Sponsors and Collaborators: St. Luke's-Roosevelt Hospital Center
Forest Laboratories
Information provided by: St. Luke's-Roosevelt Hospital Center
ClinicalTrials.gov Identifier: NCT00220701
  Purpose

This is a 12-week double-blind placebo-controlled study of Escitalopram in treatment of dysthymic Disorder (low-grade chronic depression), with a 12 week open-label extension phase.

It is hypothesized that Escitalopram will be superior to placebo in improving depression, as well as psychosocial, temperamental, and cognitive functioning.


Condition Intervention Phase
Dysthymic Disorder
Drug: Lexapro (escitalopram)
Phase IV

MedlinePlus related topics: Depression
Drug Information available for: Benzetimide Dexetimide Citalopram hydrobromide Citalopram Escitalopram Escitalopram oxalate
U.S. FDA Resources
Study Type: Interventional
Study Design: Treatment, Randomized, Double-Blind, Placebo Control, Parallel Assignment, Efficacy Study
Official Title: Double-Blind Placebo-Controlled Study of Escitalopram in the Treatment of Dysthymic Disorder

Further study details as provided by St. Luke's-Roosevelt Hospital Center:

Primary Outcome Measures:
  • Hamilton-Depression Rating Scale (HDRS-24 items) [ Time Frame: 12 weeks ]
  • Cornell Dysthymia Rating Scale (CDRS) [ Time Frame: 12 weeks ]

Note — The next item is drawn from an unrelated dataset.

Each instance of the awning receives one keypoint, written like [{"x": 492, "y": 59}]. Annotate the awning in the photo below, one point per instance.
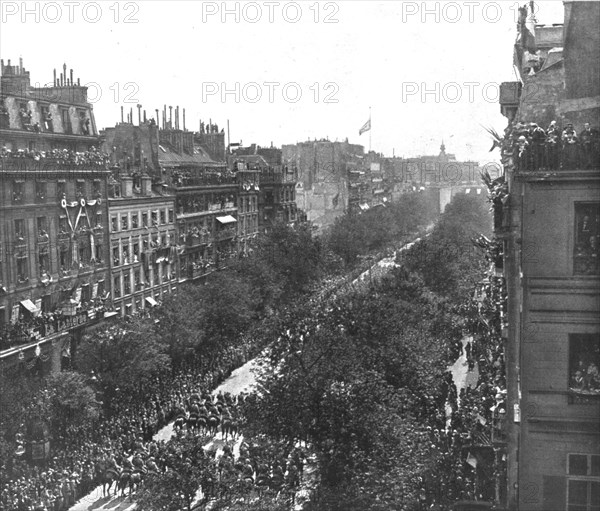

Secondary Outcome Measures:
  • Clinical Global Impressions – Severity (CGI-S) [ Time Frame: 12 weeks ]
  • Clinical Global Impressions – Improvement (CGI-I) [ Time Frame: 12 weeks ]
  • Global Assessment of Functioning Scale (GAFS) [ Time Frame: 12 weeks ]
  • Symptom Checklist (SCL-90-R) [ Time Frame: 12 weeks ]
  • Beck Depression Inventory (BDI) [ Time Frame: 12 weeks ]
  • Patient-CGI (CGI-P) [ Time Frame: 12 weeks ]
  • Social Adjustment Scale (SAS) [ Time Frame: 12 weeks ]
  • Temperament and Character Inventory (TCI) [ Time Frame: 12 weeks ]
  • Medical Outcomes Trust Cognitive Scale (MOTCS) [ Time Frame: 12 weeks ]
  • AB Neuropsychological Assessment Scale (ABS) [ Time Frame: 12 weeks ]

Estimated Enrollment: 40
Study Start Date: June 2002
Detailed Description:

This is a 12-week double-blind placebo-controlled study of Escitalopram in treatment of Dysthymic Disorder (low-grade chronic depression), with a 12 week open-label extension phase.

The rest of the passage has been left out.